Capítulo Oito: O Encontro com a Antiga Companhia de Quarto

Dez Anos de Sintonia Retorno 5416 palavras 2026-03-04 16:30:49

É estranho, conheço Kevin há pouco tempo, mas há muitas coisas do meu coração que acabo contando a ele. Inclusive coisas que nunca disse à Cai ou à Xiaoxiao...
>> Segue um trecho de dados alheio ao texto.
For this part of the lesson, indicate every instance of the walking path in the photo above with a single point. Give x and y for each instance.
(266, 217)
Fazia tempo que não acordava tão cedo. Ao passar pelo balanço onde Kevin estava, vi seu olhar surpreso, quase caindo do brinquedo, e não pude conter o riso.

Espere...

"De onde veio esse balanço?"

"Comprei, claro. Acha que fui eu quem fez?"

Parece que ele já domina as compras online do país.

"Por que você acordou tão cedo, irmã? Estou sonhando?"

Kevin desceu do balanço, apertando o próprio rosto.

Ignorei-o, terminei de me arrumar e fui trocar de roupa. Quando saí, percebi que Kevin não estava no quintal, chamei por ele algumas vezes e vi que também não estava dentro de casa.

Fiquei inquieta, lembrei das palavras do Senhor Lou e temi que o menino estivesse correndo por aí. Abri o portão, espiei na rua: muita gente, mas nada de Kevin.

Estava prestes a chamar quando ouvi uma voz familiar: "Senhor, assim não é o jeito certo!"

"Garoto, quem observa o jogo não deve falar, você já ouviu isso?"

Segui o som e virei à direita, vendo Kevin debaixo da árvore que chamam de centro de atividades para idosos, rodeado de velhos, com as mãos nas costas, imitando um especialista. Ao me ver, bateu no ombro do senhor indeciso e disse: "Senhor, essa é a moça do número cinco, aquela que nunca viu." Kevin apontou para mim, sorrindo.

Sem jeito, acenei para o grupo de velhos sorridentes.

"Desculpem, senhores, meu irmão está atrapalhando vocês, vou levá-lo agora." Lancei um olhar fulminante para Kevin, e, diante daqueles rostos alegres, puxei-o para ir embora. Mas de repente, um relâmpago passou: "Kevin, olha aquilo... aquele papel colado no nosso carro? Parece uma multa..."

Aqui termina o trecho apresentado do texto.